Question

The value of integral $\int \frac{e^{{\tan }^{-1}x}}{1+x^2}[{\left({\sec }^{-1}\sqrt{1+x^2}\right)}^2+{\cos }^{-1}\left(\frac{1-x^2}{1+x^2}\right)]dx$ $(x>0),$ is
(where ${}^{\prime }{C}^{\prime }$ is the constant of integration)

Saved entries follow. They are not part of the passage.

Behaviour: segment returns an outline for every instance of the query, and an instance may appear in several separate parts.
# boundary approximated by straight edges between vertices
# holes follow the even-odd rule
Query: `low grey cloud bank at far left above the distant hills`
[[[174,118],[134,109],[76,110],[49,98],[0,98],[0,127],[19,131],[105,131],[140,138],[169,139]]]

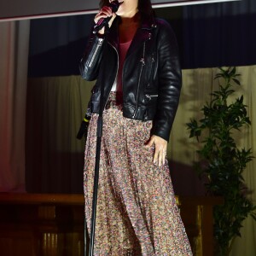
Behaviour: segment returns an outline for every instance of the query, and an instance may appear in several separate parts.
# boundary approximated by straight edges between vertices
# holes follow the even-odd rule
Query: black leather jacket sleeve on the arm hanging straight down
[[[161,20],[160,22],[162,25],[157,42],[159,98],[154,117],[153,134],[169,141],[179,102],[182,74],[175,34],[166,21]]]

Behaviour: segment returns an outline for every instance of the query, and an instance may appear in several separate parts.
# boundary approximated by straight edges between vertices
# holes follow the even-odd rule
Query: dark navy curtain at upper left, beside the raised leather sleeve
[[[28,77],[79,74],[94,15],[31,21]]]

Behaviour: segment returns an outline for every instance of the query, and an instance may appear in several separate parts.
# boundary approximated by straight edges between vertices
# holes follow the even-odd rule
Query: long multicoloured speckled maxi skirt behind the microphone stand
[[[114,99],[111,93],[103,112],[94,255],[192,255],[167,160],[162,167],[155,165],[154,148],[145,147],[152,121],[124,118]],[[93,114],[90,119],[84,158],[89,234],[97,118]]]

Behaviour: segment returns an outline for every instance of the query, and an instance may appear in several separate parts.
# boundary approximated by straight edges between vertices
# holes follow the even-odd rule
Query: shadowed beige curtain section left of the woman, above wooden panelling
[[[84,87],[74,76],[28,79],[27,192],[83,193],[84,139],[76,135],[89,97]]]

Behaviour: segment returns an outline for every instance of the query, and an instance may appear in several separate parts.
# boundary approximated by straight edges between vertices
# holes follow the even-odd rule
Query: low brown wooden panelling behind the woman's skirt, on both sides
[[[177,197],[194,255],[213,255],[212,206],[220,202]],[[84,255],[83,195],[0,194],[0,255]]]

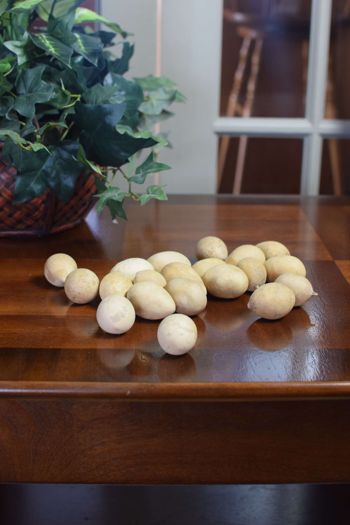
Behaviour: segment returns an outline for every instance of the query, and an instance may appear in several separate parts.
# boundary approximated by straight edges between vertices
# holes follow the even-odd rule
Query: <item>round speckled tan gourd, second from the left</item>
[[[97,297],[99,286],[99,278],[88,268],[71,271],[65,280],[66,296],[78,304],[85,304]]]

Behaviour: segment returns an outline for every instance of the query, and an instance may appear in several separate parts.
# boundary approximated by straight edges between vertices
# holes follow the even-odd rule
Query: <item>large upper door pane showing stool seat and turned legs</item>
[[[221,116],[304,117],[310,0],[224,0]]]

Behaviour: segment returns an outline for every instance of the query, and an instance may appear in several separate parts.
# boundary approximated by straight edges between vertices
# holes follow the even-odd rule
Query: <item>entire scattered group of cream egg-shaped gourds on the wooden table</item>
[[[302,261],[278,241],[240,245],[228,253],[223,240],[208,236],[198,241],[195,255],[193,265],[177,251],[124,259],[100,281],[69,255],[54,254],[45,262],[44,274],[52,285],[64,287],[72,302],[84,304],[100,296],[96,318],[105,332],[130,330],[136,316],[160,320],[158,342],[173,355],[195,345],[197,328],[191,317],[205,309],[207,293],[234,299],[252,292],[248,308],[265,319],[279,319],[317,295]]]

• A. $e^{{\tan }^{-1}x}\left({\tan }^{-1}x\right)+C$
• B. $e^{{\tan }^{-1}x}{\left({\tan }^{-1}x\right)}^2+C$
• C. $e^{{\tan }^{-1}x}+{\left({\tan }^{-1}x\right)}^2+C$
• D. $e^{{\left({\tan }^{-1}x\right)}^2}\left({\tan }^{-1}x\right)+C$

Answer 1

The correct option is B $e^{{\tan }^{-1}x}{\left({\tan }^{-1}x\right)}^2+C$

$I=\int \frac{e^{{\tan }^{-1}x}}{1+x^2}[{\left({\sec }^{-1}\sqrt{1+x^2}\right)}^2+{\cos }^{-1}\left(\frac{1-x^2}{1+x^2}\right)]dx$

Put $x=\tan \theta$
${\sec }^{-1}\sqrt{1+x^2}={\sec }^{-1}\sqrt{1+{\tan }^2\theta }={\sec }^{-1}\left(\sec \theta \right)(\because x>0)=\theta$

${\cos }^{-1}\left(\frac{1-x^2}{1+x^2}\right)={\cos }^{-1}\left(\frac{1-{\tan }^2\theta }{1+{\tan }^2\theta }\right)={\cos }^{-1}\left(\cos 2\theta \right)=2\theta$

$\Rightarrow I=\int e^{\theta }({\theta }^2+2\theta )d\theta$
The above integral is in the form of
$\int e^x\left[f\right(x)+f^{\prime }(x\left)\right]dx=e^{x}f\left(x\right)+C$

$\therefore I=e^{\theta }{\theta }^2+C$
$=e^{{\tan }^{-1}x}{\left({\tan }^{-1}x\right)}^2+C$